(BEŁCZNA – KLĘPNICA) W Łobzie jesteśmy świadkami rodzenia się nowej „świeckiej tradycji”. Tak jak w roku poprzednim, tak i w tym,
ujrzała światło dzienne kolejna kontrowersyjna inwestycja.
W ubiegłym roku mieszkańcy gminy stoczyli walkę z malwą pensylwańską, a raczej ze sposobem jej nawożenia, w tym roku część mieszkańców Klępnicy i Bełcznej, a także Łobza i Szczecina walczy
z wiatrakami. Dosłownie.
W walce tej nie są osamotnieni. Mieszkańców Klępnicy popierają również mieszkańcy Szczecina, właściciele działek rekreacyjnych położonych w obrębie tej miejscowości. Powstać ma tam 17 wiatraków zbudowanych przez firmę z kapitałem hiszpańskim, zajmującą się pozyskiwaniem energii alternatywnej. Jeszcze 22 stycznia mieszkańcy i właściciele działek złożyli w gminie protest, który stał się przyczynkiem do zorganizowanego 7 lutego w szkolnej świetlicy w Bełcznej spotkania z władzami gminy, projektantką i przedstawicielem inwestora.

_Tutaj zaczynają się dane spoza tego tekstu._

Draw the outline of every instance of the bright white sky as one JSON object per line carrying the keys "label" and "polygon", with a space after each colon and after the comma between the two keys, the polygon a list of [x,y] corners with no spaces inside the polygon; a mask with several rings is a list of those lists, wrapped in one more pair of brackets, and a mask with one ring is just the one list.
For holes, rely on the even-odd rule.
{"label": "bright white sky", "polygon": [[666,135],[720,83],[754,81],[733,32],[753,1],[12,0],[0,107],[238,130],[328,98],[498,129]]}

Działki letniskowe zostały sprzedane przez gminę jeszcze w połowie lat 90 – tych. W planach zagospodarowania przestrzennego tereny te zapisane były jako rekreacyjne, natomiast w 2000 roku wprowadzono zmianę, która umożliwia postawienie tam wiatraków. O zmianie tej nie wiedział zdaje się nikt z zainteresowanych, bowiem gdy kierownik wydziału infrastruktury komunalnej i ochrony środowiskaEwa Ciechańska poinformowała zebranych o tym fakcie, wszyscy zebrani, łącznie z burmistrzem, byli tym zaskoczeni.
W 2004 w gminie pojawił się inwestor, zamierzający postawić 17 wiatraków, więcej niż przewidywał plan zagospodarowania. Dlatego też przystąpiono do prac nad studium zmian uwarunkowań w planie zagospodarowania przestrzennego. Gmina ogłosiła to jednorazowo w Gazecie Wyborczej 18 stycznia i w Nowym Tygodniku Łobeskim 25 kwietnia 2006 roku. Zainteresowani mogli zgłaszać wnioski w terminie 21 dni od daty ukazani się tego ogłoszenia Od 22 grudnia 2006 r. do 24 stycznia 2007 r. projekt zmiany studium był wyłożony do publicznego wglądu w siedzibie Urzędu Miejskiego w Łobzie. Przez 14 dni po tym terminie można jeszcze zgłaszać uwagi. Jak okazało się na spotkaniu, stopień poinformowania mieszkańców okazał się zbyt mały. Jeden z zebranych zauważył, że burmistrz Reska poinformował swoich mieszkańców o planowanych tego typu inwestycjach listownie. Brak szerszej informacji stał się powodem zdecydowanego sprzeciwu mieszkańców i letników już na początku spotkania. Pretensje o brak informacji mieli głównie szczecińscy letnicy.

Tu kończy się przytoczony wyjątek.